Consolidation Range: The EUR/USD established a consolidation range last week between1.3403 and 1.3255, with possible support down to a 1.3246 pivot. As you can see, this is a sideways market in the short-term after a bullish market that actually started back in July 2012. Note the 4H RSI reading stuck between 40 and 60, a sign that EUR/USD lacks direction. However, you note the bullish bias with price above the 4H 200-SMA.
Breakout: As a trader, a breakout in the direction of the trend (bullish) would be preferred. A rally above 1.3405 for example could revive the bullish outlook that has the 2012 high of 1.3485 in sight. A breakout target using the width of the range would project to (1.3403+(1.3403-1.3255), which is about 1.3550. A way a trader could show this bias in following trends is to trade this bullish breakout with more confidence, and larger position size than a break to the downside if EUR/USD slides below 1.3445 for example.
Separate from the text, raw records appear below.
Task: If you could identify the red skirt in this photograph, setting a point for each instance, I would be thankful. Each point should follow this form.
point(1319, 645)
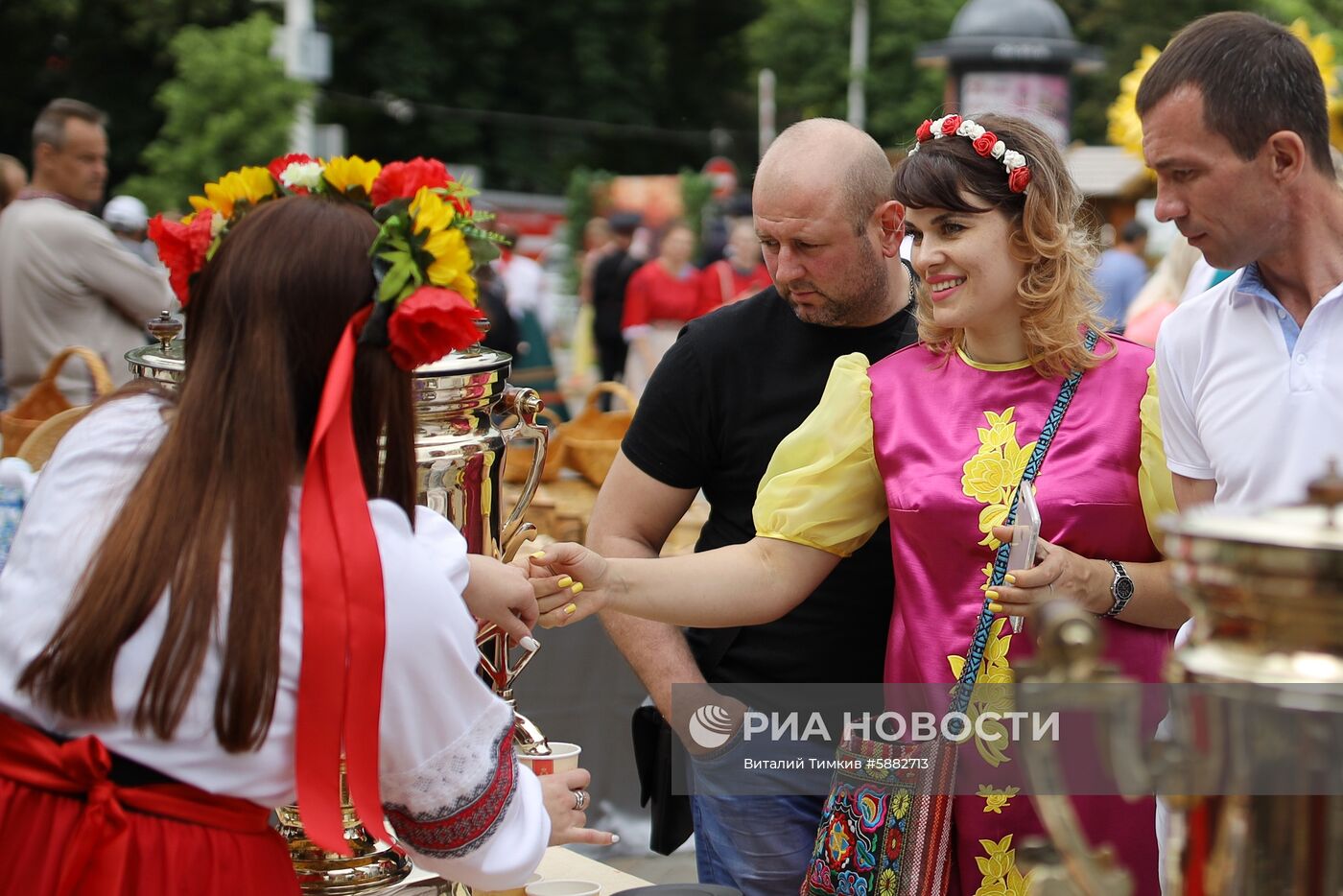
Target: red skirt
point(69, 831)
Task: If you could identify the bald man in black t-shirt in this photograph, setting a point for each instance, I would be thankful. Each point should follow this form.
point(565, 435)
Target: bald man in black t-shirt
point(735, 383)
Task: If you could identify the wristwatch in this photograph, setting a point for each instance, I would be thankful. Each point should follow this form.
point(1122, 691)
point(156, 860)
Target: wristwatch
point(1121, 590)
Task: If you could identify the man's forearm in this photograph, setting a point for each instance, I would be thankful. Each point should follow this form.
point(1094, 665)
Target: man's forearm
point(657, 651)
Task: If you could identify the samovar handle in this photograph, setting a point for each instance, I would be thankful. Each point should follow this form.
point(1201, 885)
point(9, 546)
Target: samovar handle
point(526, 403)
point(1070, 651)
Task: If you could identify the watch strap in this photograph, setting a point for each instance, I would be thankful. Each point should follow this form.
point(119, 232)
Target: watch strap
point(1120, 596)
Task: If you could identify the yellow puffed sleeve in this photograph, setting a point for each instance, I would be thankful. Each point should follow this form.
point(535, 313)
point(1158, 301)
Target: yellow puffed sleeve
point(822, 488)
point(1154, 477)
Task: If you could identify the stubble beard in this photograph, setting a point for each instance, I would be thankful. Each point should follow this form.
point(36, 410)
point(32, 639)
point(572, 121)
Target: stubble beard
point(862, 299)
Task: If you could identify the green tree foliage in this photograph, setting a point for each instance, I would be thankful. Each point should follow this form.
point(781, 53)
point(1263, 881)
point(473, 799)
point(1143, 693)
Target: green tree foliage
point(228, 105)
point(528, 91)
point(806, 43)
point(109, 53)
point(1123, 27)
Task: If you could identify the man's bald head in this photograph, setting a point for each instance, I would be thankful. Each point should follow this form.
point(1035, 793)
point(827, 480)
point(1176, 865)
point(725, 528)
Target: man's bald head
point(835, 156)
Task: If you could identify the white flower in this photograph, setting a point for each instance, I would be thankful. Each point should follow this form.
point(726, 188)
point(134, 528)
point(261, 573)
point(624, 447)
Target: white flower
point(302, 174)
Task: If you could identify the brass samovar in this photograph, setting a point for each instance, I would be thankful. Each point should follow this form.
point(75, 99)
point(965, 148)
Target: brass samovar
point(1251, 767)
point(459, 455)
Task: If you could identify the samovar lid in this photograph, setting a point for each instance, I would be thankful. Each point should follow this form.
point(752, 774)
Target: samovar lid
point(470, 360)
point(165, 356)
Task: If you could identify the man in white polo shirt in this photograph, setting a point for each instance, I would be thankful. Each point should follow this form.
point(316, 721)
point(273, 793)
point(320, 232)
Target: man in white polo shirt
point(1251, 372)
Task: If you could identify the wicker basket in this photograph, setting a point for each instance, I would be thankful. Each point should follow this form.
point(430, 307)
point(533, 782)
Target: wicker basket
point(44, 399)
point(517, 463)
point(593, 438)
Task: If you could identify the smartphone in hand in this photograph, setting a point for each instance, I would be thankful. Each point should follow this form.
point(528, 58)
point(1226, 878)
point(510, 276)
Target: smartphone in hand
point(1025, 532)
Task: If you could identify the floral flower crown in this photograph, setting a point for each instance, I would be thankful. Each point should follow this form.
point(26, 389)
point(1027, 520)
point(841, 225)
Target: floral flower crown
point(429, 242)
point(986, 144)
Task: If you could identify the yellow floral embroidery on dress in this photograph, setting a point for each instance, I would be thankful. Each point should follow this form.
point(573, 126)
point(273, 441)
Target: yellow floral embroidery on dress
point(990, 477)
point(993, 473)
point(1000, 871)
point(990, 695)
point(997, 799)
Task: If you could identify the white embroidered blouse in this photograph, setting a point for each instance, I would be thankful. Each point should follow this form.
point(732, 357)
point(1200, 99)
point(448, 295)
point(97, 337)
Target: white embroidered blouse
point(449, 778)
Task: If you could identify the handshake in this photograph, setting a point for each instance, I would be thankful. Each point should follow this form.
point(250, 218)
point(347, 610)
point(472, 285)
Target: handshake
point(567, 580)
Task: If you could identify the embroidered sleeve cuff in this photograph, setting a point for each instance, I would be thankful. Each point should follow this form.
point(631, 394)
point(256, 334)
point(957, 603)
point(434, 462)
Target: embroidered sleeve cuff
point(452, 804)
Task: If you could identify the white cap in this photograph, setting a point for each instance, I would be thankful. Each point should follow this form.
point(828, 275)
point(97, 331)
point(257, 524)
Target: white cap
point(125, 212)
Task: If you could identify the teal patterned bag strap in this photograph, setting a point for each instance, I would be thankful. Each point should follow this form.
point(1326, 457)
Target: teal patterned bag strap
point(974, 658)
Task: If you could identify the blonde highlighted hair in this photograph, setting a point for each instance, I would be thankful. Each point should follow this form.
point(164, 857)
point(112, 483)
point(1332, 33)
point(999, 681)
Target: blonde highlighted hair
point(1057, 297)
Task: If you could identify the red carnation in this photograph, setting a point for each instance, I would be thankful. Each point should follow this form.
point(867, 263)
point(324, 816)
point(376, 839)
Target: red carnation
point(429, 324)
point(1018, 178)
point(278, 165)
point(984, 145)
point(403, 178)
point(181, 248)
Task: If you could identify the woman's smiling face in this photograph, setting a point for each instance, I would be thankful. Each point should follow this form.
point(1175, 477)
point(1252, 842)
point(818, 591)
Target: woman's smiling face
point(967, 266)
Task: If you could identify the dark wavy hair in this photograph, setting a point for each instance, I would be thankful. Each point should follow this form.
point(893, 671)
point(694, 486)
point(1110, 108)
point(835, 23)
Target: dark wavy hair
point(1049, 237)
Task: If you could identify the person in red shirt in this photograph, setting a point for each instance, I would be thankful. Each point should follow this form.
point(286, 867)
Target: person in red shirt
point(660, 298)
point(741, 274)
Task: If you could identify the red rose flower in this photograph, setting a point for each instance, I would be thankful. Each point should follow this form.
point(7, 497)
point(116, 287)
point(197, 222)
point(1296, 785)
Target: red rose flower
point(403, 178)
point(429, 324)
point(1018, 178)
point(278, 165)
point(181, 248)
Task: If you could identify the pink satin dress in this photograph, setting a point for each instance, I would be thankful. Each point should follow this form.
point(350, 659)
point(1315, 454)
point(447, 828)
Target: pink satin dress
point(951, 439)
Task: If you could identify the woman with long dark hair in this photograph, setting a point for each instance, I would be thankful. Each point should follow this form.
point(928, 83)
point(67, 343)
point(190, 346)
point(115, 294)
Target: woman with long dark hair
point(215, 596)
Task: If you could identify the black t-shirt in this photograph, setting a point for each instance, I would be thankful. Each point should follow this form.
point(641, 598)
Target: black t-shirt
point(725, 393)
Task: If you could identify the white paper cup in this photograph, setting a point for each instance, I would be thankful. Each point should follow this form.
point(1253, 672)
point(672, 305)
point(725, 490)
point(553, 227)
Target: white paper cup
point(561, 758)
point(564, 888)
point(516, 891)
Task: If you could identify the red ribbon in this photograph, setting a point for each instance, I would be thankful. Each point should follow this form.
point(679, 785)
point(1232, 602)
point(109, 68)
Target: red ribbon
point(340, 683)
point(96, 856)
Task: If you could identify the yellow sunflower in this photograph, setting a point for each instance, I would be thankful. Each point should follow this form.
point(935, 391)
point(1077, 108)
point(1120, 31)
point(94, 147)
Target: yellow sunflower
point(248, 185)
point(430, 211)
point(348, 172)
point(452, 261)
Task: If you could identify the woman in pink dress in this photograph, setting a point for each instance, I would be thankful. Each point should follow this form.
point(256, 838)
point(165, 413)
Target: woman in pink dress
point(936, 438)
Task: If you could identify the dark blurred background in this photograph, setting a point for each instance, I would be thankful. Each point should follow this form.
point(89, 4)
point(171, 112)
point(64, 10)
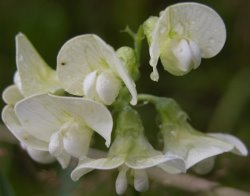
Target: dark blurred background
point(216, 96)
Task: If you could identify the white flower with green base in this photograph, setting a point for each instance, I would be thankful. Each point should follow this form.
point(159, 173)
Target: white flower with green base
point(33, 75)
point(132, 152)
point(33, 146)
point(182, 140)
point(64, 125)
point(87, 66)
point(54, 125)
point(182, 35)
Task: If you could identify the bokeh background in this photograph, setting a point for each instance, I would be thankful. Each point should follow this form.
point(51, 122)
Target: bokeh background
point(216, 96)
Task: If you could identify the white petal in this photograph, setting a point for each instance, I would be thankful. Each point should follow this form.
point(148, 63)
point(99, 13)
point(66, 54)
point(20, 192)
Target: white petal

Also in this bearish scenario, there is the 1.32 psychological handle at 50% retracement, and more aggressively the 61.8% retracement at 1.3152, which was also the December consolidation support, as targets/supports. Only a break below 1.3150 should open up further bearish outlook, after which stronger position size could be added to the downside with more evidence of a bearish trend (reversal against July-January rally) development.